Our experience with spine radiosurgery using the Elekta Synergy S.

Konference: 2012 XXXVI. Brněnské onkologické dny a XXVI. Konference pro sestry a laboranty

Kategorie: Nádory hlavy a krku

Téma: 16. Nádory nervového systému

Číslo abstraktu: 152

Autoři: Ing. Josef Novotný jr., Ph.D.; P.C. Gerszten; M. Quader; V. Dewald; J.C. Flickinger

   Background

   Our center began a spine radiosurgery program using the Synergy S in 2007. This study prospectively evaluated a Synergy S for spine radiosurgery program, including an evaluation of patient positioning accuracy using cone beam computed tomography (CBCT), treatment planning and the spinal cord and cauda equina doses received during single fraction spine radiosurgery treatments in order to determine a safety profile for this technique.

   Methods

   One hundred seventy-nine spine lesions were treated using the Elekta Synergy S 6-MV linear accelerator with a beam modulator and CBCT image guidance combined with a HexaPOD couch (Figure 1) that allows patient positioning correction in 3 translational and 3 rotational directions. Lesion location included 29 cervical, 76 thoracic, 52 lumbar, and 22 sacral. There were 146 malignant and 33 benign lesions. Twenty-nine lesions (16 %) were intradural. One hundred twelve lesions (63 %) had received prior conventional fractionated radiotherapy.

  

  

   Radiosurgery was used as a primary treatment modality in 47 cases (26 %), for radiographic progression after prior conventional radiotherapy in 91 cases (51 %), and adjuvant post-surgery therapy in 41 cases (23 %). For each case, the maximum point dose to the spinal cord and/or cauda equina as well as the volume of those structures receiving greater than 8, 10, and 12 Gy were recorded. To measure intra-treatment patient movement, 3 quality assurance (QA) CBCTs were performed and recorded: immediately prior to, one-third, and two-thirds of the treatment. The positioning data and fused images of planning CT and CBCT were analyzed.
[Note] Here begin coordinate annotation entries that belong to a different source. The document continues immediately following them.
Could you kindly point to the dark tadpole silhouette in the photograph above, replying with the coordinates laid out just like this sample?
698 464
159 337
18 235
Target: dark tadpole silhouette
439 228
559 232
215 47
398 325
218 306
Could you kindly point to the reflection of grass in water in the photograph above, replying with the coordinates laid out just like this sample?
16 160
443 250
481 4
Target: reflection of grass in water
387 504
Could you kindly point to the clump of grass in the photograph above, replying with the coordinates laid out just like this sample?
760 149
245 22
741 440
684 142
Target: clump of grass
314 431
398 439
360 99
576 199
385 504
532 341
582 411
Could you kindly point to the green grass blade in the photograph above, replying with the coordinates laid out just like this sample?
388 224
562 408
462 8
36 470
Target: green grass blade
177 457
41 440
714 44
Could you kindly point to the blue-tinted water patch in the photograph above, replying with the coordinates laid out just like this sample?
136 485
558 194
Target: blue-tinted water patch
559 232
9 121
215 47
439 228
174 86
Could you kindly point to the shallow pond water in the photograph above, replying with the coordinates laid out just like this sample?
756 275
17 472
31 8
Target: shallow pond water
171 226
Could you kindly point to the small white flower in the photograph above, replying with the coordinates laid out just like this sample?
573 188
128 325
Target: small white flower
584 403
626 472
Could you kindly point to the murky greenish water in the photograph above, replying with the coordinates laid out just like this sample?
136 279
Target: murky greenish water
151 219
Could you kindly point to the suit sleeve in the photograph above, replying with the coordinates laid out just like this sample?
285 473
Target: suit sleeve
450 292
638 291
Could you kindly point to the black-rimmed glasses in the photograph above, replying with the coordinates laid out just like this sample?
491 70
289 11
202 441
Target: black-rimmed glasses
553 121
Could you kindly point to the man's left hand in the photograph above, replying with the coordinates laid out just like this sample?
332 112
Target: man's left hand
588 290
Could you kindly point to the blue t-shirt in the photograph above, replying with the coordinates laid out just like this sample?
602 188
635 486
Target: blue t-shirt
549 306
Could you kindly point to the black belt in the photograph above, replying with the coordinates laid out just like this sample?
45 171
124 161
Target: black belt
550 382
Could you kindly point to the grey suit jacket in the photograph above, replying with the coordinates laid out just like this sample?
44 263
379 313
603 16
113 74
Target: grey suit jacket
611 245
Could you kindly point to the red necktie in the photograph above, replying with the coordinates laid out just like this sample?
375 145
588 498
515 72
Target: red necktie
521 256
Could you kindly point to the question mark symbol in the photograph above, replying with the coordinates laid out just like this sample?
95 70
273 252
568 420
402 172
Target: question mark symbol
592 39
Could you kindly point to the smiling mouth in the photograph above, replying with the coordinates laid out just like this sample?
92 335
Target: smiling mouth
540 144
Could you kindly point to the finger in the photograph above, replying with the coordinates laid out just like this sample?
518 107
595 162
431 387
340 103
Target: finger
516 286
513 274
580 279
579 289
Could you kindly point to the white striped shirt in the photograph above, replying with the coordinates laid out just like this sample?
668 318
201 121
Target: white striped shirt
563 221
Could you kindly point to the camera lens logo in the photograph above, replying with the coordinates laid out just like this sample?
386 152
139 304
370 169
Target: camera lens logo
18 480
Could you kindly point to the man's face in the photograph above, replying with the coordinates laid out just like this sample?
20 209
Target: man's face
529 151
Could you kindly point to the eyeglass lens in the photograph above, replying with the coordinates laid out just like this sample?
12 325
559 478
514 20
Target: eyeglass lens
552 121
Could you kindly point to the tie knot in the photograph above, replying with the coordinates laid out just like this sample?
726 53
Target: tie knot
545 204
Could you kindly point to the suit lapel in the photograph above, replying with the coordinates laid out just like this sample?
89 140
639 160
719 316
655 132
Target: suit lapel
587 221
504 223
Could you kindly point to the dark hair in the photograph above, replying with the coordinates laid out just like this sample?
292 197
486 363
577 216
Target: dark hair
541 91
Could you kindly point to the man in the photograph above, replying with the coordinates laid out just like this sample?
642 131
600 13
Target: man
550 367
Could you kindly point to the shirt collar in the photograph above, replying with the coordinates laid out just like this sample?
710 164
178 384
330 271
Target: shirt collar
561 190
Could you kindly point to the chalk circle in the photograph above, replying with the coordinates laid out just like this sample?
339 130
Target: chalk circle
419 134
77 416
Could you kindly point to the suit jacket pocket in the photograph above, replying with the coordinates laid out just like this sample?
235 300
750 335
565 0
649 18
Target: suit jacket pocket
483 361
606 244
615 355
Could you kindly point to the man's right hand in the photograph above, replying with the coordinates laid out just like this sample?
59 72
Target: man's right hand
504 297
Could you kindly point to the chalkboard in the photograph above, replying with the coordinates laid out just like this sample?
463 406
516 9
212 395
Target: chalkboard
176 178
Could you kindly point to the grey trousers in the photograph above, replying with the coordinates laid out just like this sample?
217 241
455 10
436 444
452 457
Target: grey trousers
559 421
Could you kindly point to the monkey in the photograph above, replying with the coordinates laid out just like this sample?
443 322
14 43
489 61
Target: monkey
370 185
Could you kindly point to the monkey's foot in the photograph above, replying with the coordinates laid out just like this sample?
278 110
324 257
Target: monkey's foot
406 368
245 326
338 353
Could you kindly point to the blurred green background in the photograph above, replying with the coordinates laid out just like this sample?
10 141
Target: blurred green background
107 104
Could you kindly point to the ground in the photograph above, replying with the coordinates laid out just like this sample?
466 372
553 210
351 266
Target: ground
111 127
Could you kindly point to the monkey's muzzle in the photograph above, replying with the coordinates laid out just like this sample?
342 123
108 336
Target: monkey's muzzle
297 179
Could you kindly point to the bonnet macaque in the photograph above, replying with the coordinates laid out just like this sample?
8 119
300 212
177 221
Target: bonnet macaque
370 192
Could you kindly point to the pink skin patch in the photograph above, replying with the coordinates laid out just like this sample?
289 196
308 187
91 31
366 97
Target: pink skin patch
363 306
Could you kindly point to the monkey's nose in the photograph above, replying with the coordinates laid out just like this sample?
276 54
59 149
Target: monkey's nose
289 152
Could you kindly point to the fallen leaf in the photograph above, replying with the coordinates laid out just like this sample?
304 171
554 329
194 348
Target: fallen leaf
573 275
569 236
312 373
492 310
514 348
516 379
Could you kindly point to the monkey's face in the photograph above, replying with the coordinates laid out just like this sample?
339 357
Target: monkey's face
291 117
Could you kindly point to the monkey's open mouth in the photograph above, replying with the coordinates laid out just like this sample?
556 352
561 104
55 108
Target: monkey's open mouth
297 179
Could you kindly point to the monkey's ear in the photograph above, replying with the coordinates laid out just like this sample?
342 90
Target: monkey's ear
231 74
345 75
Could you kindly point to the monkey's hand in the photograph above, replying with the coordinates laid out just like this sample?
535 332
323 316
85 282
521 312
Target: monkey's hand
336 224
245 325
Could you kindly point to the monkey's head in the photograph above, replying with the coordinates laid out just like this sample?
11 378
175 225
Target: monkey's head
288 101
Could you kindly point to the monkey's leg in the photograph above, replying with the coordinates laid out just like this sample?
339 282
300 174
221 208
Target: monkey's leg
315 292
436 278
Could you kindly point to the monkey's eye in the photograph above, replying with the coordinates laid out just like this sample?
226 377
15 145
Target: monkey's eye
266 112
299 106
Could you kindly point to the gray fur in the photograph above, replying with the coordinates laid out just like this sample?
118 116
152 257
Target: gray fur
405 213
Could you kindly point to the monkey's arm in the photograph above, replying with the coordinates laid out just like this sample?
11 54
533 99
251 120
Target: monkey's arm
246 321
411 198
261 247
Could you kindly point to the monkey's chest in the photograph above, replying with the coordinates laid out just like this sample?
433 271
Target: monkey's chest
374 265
From each of 3 QA CBCTs, 3 translational and 3 rotational coordinates were obtained.

   Results

   No subacute or delayed spinal cord or cauda equina toxicity occurred during the follow-up period (median 21 months). For cases at the level of the spinal cord (105 cases) the mean prescribed dose to the gross tumor volume (GTV) was 14 Gy (range 11-18 Gy). The GTV ranged from 0.37 to 100.24 cm3 (mean 26.1 cm3); 7 to 14 beams utilized (median 9 beams). Mean treatment time including setup was 64 minutes. The magnitude of the 3D vector was found to be 1.3±1.0 mm at one-third and 1.5±0.7 mm at two-thirds of the treatment. The mean maximum point dose to the spinal cord was 10 Gy (range 4-12 Gy), and the mean spinal cord volumes (cm3) receiving greater than 8, 10, and 12 Gy were 0.76 (0-3.45), 0.05 (0-.42), and 0.0, respectively. For cases at the level of the cauda equina the mean prescribed dose to the GTV was 15 Gy (range 10-20 Gy). The GTV ranged from 0.19 to 491.6 cm3 (mean 73.8 cm3). The mean maximum point dose to the cauda equina was 11 Gy (range 5-14 Gy), and the mean cauda equina volumes (cm3) receiving greater than 8, 10, and 12 Gy were 1.4 (0-6.68), 0.26 (0-2.99), and 0.02 (0-.3.9), respectively. No spinal cord toxicity has occurred (median follow-up 11 months).

   Conclusion

   Single fraction spine radiosurgery using the Synergy S was determined to be safe, feasible, and accurate. This technique provides for a translational intra fractional positioning accuracy of < 2.0 mm as observed in our study.